Here’s something primarily for longtime readers of W&W, or for random devotees to Yellowman’s timeless tune. As you all know, the melody from “Zunguzungunguzunguzeng” — aka “the Zigzagging Zunguzung meme” — has traveled widely. And I’ve been on the case ever since I first began hearing its echoes everywhere (which really started for me back in 2003).
This summer I was invited to join a songwriting group in which all participants would compose one song each month according to that month’s “prompt” — some set of aesthetic criteria, broadly defined (i.e., pertaining to specific musical or textual cues or tending toward the impressionistic). The crew was assembled under the odd banner of Underwear Everywhere (I still don’t know why), and it mostly included pop/rock-leaning musicians, if with a wide range of influences and styles.
I have to confess that I only myself managed to generate a single song during the 6 months that the experiment lasted. In the first month, I rose to the challenge of producing some “Novel Sounds” — or, according to the prompt:
Pick a favorite book and use the title as the title of the song as well as inspiration. … Use 3/4 time for part or all of the song.

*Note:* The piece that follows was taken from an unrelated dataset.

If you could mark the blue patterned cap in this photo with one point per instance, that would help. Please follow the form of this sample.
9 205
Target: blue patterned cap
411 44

In my case, I decided to take flight from the opening pages of one of my favorite books of the last decade, Michael Taussig’s My Cocaine Museum. For curiosity’s sake — and boy is my version curious! — I share here with you my strange shanty:
Anyway, back to the point of the post: I was myself given the privilege of providing the prompt in June, and I just couldn’t resist asking the group to contribute ditties somehow incorporating my favorite little melody. Or as I put it to them —
This month’s songwriting conceit is that everyone should use a little melody that I’ve been chasing around the world for many years now. As you’ll hear in this mega-mix I made, the “Zunguzung” tune turns up in dozens and dozens of songs — sometimes to support the chorus, sometimes as a one-off allusion, and with varying degrees of fidelity to the Yellowman original(s). Here’s the mix —
Even (especially?) as it plays a little Heisenbergian game with my research, it’s really fun to hear the results. I’m especially charmed by how that familiar strain sounds on accordion, or ethereal and circus-y synths, or sung in a New Wavey style. These sorts of transpositions are not typical for a tune that mainly travels via reggae, hip-hop, and their offspring, but they speak just as strongly to the catchiness and flexibility of Yellowman’s lilting phrase. Hope you enjoy the subtle and not-so-subtle appearances of an old friend across these varied versions. I sure did!